Die Welterbe-Kulisse ist kein homogener Raum: Im Norden und Süden geben die Städte Impulse, auf den westlichen Höhenzügen ist es die Wirtschaftskraft der Autobahn A 61. Die Mitte und der Osten hingegen sterben aus.

Auch in Lahnstein gibt es Bedarf für eine Entwicklung der touristischen Infrastruktur. (Foto: Piel media)
Auch in Lahnstein gibt es Bedarf für eine Entwicklung der touristischen Infrastruktur. (Foto: Piel media)

Eine dezentrale BUGA ist auch ein Instrument zur Entwicklung einer ganzen Region mit all ihren Orten. Das ist der Weg, den die BUGA 2015 im Havelland erstmals beschritt und der mit der IGA 2027 im Ruhrgebiet fortgeführt werden wird.

Die Menschen ziehen aus dem Tal weg in die Neubaugebiete der Höhengemeinden. (Foto: Piel media)
Die Menschen ziehen aus dem Tal weg in die Neubaugebiete der Höhengemeinden. (Foto: Piel media)

Damit aus der BUGA mehr als die flüchtige Schau eines Sommers wird und sie nachhaltige Entwicklungen in Gang setzen kann, muss sie in eine Gesamtstrategie zur Kommunal- und Regionalentwicklung eingebunden werden. Sie fungiert dann als Ausgangspunkt eines professionellen Projekt- und Fördermanagements, das über die Kernmaßnahmen hinaus in der gesamten Region Wirkung entfaltet.
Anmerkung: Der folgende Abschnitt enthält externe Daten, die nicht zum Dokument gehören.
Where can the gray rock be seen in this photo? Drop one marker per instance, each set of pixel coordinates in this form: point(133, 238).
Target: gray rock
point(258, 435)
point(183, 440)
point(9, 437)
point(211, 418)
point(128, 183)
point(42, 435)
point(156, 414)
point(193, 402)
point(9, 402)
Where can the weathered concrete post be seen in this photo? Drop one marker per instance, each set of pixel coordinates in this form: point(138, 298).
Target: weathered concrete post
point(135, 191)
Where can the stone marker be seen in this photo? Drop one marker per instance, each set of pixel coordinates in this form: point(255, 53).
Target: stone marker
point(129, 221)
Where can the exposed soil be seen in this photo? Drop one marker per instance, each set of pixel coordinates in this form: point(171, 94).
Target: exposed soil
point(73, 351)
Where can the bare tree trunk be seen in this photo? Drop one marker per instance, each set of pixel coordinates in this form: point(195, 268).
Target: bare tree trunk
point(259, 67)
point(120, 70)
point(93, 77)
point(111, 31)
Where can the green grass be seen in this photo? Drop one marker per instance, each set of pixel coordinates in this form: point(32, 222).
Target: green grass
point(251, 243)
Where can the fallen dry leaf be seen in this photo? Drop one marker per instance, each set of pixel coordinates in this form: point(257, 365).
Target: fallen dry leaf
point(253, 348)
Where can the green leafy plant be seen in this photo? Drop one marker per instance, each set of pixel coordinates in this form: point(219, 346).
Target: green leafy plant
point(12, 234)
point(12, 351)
Dieser Raum ist nicht nur landschaftlich vielgestaltig. Auch die wirtschaftliche und demografische Entwicklung sind sehr unterschiedlich. Die Kluft zwischen prosperierenden und zurückfallenden Teilräumen wird mit jedem Tag größer, an dem eine junge Familie aus dem Tal fort- und in ein Haus in den Neubaugebieten der Höhengemeinden oder im Speckgürtel der Städte Koblenz oder Bingen einzieht.

Positive Dynamik

Renovierungs-»Stau« in vielen Orten. (Foto: Piel media)
Renovierungs-»Stau« in vielen Orten. (Foto: Piel media)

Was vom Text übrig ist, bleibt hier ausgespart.